Penyidik Perserikatan Bangsa-Bangsa menuding Facebook punya peran krusial memicu genosida terhadap warga minoritas muslim Rohingya. Para penyelidik yang tergabung dalam Misi Pencari Fakta Internasional PBB di Myanmar mengatakan pada awak media Senin lalu (12/3), bahwa postingan bernada kebencian terhadap penganut muslim yang bermunculan di Facebook “berkontribusi besar” menyebabkan ketegangan rasial di negara tersebut lima tahun belakangan.

Iklan

“Di Myanmar, semua aktivitas internet dilakukan lewat Facebook,” Yanghee Lee, salah satu penyelidik, dalam sebuah sidang Dewan Hak Asasi Manusia PBB. “Facebook digunakan untuk menyebarkan pengumuman untuk publik tapi kita semua tahu bahwa penganut Budha yang berhaluan ultra-nasionalis punya akun Facebook sendiri. Lewat akun-akun ini, mereka menghasut orang untuk melakukan tindakan kekerasan dan permusuhan terhadap suku Rohingya dan etnis minoritas lainnya. Saya khawatir Facebook sudah berubah menjadi monster menyeramkan, jauh dari niatan awal pembuatnya.”

Lebih dari688,000 warga etnis Rohingya kabur dari Myanmar menuju Bangladesh sepanjang enam bulan terakhir, menyusul kekerasan yang merajalela dilakuan militer Myanmar maupun milisi sipil ultranasionalis. Kasus Pemerkosan dan pembunuhan kerap terjadi di Rakhine, provinsi Myanmar yang banyak dihuni etnis minoritas muslim Rohingya.

Para pengungsi yang kini tinggal dam kamp pengungi dengan kondisi menyedihkan di Cox’s Bazar, harus menghadapi wabah difteri. Mereka dilaporkan kesusahan mengakses air bersih dan bahan makanan. Belum lagi, saat ini para pengungsi dihadapkan pada ancaman bencana banjir dan longsor menjelang tibanya musim hujan. Minggu lalu, Ketua Dewan Hak Asasi Manusia PBB mensinyalir Myanmar telah melakukan genosida dan mewanti-wanti “pembersihan etnis yang terus berlanjut di Provinsi Rakhine.”

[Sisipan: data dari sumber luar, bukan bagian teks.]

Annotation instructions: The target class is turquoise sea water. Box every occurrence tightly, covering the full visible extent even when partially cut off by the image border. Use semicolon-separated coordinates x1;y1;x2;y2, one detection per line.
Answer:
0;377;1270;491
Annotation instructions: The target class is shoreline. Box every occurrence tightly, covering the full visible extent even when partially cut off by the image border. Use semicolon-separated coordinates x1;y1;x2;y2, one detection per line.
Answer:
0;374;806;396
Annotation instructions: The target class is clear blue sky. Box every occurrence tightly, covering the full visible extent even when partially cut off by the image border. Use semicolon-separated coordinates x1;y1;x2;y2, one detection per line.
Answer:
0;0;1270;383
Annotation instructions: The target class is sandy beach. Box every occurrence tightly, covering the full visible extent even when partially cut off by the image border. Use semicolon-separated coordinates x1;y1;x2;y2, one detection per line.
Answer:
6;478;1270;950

Facebook menyatakan komitmen untuk memerangi ujaran kebencian, termasuk di Myanmar. Bahkan, salah satu juru bicara Facebook mengatakan bahwa raksasa media sosial itu menanggapi kritik PBB dengan “sangat serius.”

"Kami telah banyak melakukan investasi dalam bentuk teknologi dan kerja sama dengan pakar bahasa lokal guna membantu kamu dengan mulus menyingkirkan konten kebencian dan pengguna yang berulangkali melanggar aturan ujaran kebencian yang berlaku di Facebook,” kata juru bicara Facebook saat dihubungi Motherboard lewat surel. “Kami sangat serius menggalang upaya ini dan telah bekerja sama dengan beberapa pakar di Myanmar selama beberapa tahun untuk mengembangkan safety resource dan kampanye memerangi merebaknya ujaran kebencian.”